= Sharawadji effect =

The sharawadji effect is a musical perception or phenomenon regarding timbre and texture described by Claude Shryer as "a sensation of plenitude sometimes created by the contemplation of a complex soundscape whose beauty is inexplicable." Sharawadji is not a stimulus, but rather a reaction to a stimulus. Shryer described searching for this "state of awareness" by "tend[ing] an open ear in the hopes of experiencing the sublime beauty of a given sound in an unexpected context." The experience of the sharawadji sonic effect is often heavily dictated by personal context as well as the perception of the listener.
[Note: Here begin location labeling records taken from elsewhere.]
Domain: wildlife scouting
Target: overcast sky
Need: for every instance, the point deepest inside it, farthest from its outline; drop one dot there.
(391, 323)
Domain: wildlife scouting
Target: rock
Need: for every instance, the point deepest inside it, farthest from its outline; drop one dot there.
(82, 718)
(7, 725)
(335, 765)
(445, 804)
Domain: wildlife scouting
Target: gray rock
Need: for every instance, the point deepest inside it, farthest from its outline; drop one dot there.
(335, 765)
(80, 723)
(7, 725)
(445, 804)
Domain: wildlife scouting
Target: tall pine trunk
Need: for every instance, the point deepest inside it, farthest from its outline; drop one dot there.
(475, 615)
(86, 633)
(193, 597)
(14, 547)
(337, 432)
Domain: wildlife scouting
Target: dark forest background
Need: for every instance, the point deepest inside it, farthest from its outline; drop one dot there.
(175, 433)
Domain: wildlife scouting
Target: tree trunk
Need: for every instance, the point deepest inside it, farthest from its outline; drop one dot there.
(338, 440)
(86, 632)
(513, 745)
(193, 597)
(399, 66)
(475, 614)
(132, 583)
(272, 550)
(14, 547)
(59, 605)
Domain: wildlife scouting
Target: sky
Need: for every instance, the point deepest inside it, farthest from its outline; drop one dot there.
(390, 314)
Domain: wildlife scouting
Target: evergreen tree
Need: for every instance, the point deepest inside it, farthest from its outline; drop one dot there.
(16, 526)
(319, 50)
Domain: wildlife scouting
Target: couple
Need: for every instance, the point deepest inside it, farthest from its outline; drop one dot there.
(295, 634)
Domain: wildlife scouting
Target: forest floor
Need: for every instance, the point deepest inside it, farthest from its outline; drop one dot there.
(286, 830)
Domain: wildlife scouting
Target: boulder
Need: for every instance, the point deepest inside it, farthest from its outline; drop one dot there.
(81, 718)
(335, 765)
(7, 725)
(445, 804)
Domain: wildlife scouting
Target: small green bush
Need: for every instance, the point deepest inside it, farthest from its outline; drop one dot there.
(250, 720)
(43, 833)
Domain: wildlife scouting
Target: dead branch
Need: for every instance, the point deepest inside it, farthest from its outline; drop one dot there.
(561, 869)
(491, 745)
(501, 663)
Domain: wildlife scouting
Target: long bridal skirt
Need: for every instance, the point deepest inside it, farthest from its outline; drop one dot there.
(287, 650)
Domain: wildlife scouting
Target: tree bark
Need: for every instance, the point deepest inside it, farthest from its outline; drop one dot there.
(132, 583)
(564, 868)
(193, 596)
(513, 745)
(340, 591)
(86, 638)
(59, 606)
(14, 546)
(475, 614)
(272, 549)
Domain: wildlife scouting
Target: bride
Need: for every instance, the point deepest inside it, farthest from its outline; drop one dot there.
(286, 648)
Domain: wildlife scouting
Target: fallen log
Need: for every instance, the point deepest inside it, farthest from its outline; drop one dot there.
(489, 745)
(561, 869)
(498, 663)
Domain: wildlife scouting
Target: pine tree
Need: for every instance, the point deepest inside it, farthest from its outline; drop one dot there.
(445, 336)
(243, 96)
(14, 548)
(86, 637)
One example of this effect is the appreciation of the sound of rumbling thunder: those who are directly exposed to the elements would be more likely to fear it compared to those who experience the sound while in a safe environment. Simply understood, "sharawadji sounds belong to everyday life, to a known musical style. They become sharawadji only through decontextualization, through a rupture of meaning."

==Origin==
Seventeenth-century European travelers originally coined the term as an aesthetic effect that "comes about as a surprise and will carry you elsewhere, beyond strict representation — out of context." The term sharawadji was said to originate from China and was understood as "the beauty that occurs with no discernible order or arrangement."

"All of us are searching for that enveloping soundscape that takes us beyond to indescribable realms of beauty, what the Persian philosophers once called the sharawadji effect."